EL RECTÁNGULO DE RUBLIOV

 En la mitad inferior de su icono de la Santísima Trinidad, Andrei Rubliov dejó encriptado un mensaje que contiene una declaración de principios. Se trata del dibujo de un rectángulo áureo.

 ¿Por qué el monje Rubliov dejó semejante mensaje? 

 Tal vez tratara de mostrarnos que el problema conceptual de esa pintura es más complejo que el formal.

 Quienes conocen el icono de la Santísima Trinidad, de Andrei Rubliov, saben que representa la escena del Antiguo Testamento en la que el Padre, el Hijo y el Espíritu Santo, bajo la forma de tres ángeles exactamente iguales, reciben la hospitalidad de la casa de Abraham. Obsérvese que esta obra no se limita a ilustrar el episodio bíblico, sino que resume en una imagen el más complejo de los conceptos cristianos. 

 El cuadro, concebido entre 1424 y 1428, está lleno de detalles que se esconden detrás de la aparente simpleza de la imagen. Para empezar, los colores del atuendo de cada ángel le adjudican los atributos que le corresponden como Padre, como Hijo o como Espíritu Santo. No hay manera de saber quién es quién en la imagen sino viendo con atención los pormenores no sólo de la ropa, sino de los objetos que los rodean. La composición del cuadro es tan compleja como refinada. Obsérvelo con detenimiento. Establezca todas las relaciones que quiera (o pueda) entre los ojos de los ángeles o entre sus manos o entre sus pies o entre las formas que se producen al seguir las líneas principales que fijan las posiciones de sus cuerpos. Note que ante nuestros ojos (o ante nuestra imaginación capaz de «ver» a través de las formas) surgen triángulos, octágonos, rectángulos, líneas que se cruzan en el aire y crean espacios. En apariencia, se trata de una obra a medio camino entre la representación convencional de la iconografía bizantina y un planteamiento espacial cercano al de los primeros pintores del Renacimiento italiano, cuando en realidad, sugiere decenas de recorridos visuales, de líneas invisibles que forman la compleja composición del cuadro y cuyo interés el propio Rubliov se encargó de subrayar cuando dibujó un rectángulo áureo en un punto medular de la obra.

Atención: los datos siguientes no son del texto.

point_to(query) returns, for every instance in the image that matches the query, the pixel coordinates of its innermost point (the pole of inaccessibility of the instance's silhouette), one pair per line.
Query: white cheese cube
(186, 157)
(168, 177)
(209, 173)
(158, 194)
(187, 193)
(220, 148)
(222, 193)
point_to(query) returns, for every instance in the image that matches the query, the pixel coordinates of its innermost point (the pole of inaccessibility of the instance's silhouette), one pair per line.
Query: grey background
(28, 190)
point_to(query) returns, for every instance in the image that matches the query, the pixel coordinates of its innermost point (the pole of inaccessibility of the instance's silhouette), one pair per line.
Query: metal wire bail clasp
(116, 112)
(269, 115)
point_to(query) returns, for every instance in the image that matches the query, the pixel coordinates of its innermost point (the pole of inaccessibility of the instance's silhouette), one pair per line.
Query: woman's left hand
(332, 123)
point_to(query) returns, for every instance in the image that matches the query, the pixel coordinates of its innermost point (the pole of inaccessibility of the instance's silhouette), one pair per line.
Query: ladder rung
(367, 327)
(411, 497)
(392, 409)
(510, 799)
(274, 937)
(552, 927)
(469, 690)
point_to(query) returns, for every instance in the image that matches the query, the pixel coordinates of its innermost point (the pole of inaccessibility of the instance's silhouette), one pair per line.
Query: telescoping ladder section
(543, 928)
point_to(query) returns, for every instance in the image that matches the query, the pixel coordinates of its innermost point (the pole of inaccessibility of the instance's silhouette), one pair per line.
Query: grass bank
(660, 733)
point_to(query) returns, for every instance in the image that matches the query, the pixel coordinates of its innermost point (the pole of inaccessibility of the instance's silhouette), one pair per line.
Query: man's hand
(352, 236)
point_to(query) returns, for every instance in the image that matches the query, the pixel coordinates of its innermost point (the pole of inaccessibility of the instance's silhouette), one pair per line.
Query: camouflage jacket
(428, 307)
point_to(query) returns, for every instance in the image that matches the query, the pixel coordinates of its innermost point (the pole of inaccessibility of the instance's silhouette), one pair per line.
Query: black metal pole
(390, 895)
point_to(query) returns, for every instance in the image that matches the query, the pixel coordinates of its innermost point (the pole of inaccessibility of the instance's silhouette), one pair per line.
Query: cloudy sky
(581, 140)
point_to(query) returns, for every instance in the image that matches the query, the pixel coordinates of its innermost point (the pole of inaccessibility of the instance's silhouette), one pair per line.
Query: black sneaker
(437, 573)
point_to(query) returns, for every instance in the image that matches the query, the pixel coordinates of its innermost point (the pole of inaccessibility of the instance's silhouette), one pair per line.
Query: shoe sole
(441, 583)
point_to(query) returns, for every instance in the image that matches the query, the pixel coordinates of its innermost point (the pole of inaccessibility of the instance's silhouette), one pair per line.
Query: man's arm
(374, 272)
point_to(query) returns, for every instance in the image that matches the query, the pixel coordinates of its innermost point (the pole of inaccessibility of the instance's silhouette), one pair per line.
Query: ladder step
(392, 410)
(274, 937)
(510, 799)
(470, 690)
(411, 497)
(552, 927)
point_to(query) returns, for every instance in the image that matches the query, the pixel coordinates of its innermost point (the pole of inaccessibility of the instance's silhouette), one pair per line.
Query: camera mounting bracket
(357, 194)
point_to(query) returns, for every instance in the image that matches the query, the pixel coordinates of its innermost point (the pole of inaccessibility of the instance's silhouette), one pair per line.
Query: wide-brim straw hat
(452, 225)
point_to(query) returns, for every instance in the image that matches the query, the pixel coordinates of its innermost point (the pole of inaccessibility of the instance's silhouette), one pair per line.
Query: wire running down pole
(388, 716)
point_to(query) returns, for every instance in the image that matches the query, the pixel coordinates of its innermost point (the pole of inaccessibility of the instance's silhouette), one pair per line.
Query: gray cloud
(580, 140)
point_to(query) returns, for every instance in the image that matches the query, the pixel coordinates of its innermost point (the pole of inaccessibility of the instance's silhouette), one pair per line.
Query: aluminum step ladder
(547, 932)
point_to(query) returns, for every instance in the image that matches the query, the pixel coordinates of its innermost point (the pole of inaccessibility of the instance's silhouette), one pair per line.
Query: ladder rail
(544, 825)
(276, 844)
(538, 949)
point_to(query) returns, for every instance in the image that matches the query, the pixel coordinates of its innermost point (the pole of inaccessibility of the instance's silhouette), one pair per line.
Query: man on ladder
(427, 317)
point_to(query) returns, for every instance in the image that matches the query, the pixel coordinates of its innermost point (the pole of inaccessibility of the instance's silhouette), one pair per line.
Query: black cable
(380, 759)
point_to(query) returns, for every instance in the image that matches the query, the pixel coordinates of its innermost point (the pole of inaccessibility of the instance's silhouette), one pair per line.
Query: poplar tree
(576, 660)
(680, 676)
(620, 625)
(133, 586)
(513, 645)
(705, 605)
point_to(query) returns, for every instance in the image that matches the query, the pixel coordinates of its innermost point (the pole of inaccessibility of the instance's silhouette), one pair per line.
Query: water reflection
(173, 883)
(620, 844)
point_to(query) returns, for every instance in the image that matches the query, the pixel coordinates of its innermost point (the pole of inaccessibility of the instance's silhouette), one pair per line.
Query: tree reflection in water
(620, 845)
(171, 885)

 De nuevo debemos preguntarnos: ¿qué hace esa figura tan simple y tan densa a la vez en ese cuadro? ¿Acaso el artista nos revela una suerte de camino hacia las profundidades de la espiritualidad a través de la geometría o se trata de un documento donde deja asentada su creencia de que en la estructura de las formas hay un universo de belleza inédita por explorar? 

 No hay ni puede haber respuestas exactas.

 Sólo preguntas.

 Preguntas imaginativas e imprecisas como sólo las puede producir un documento místico y poético.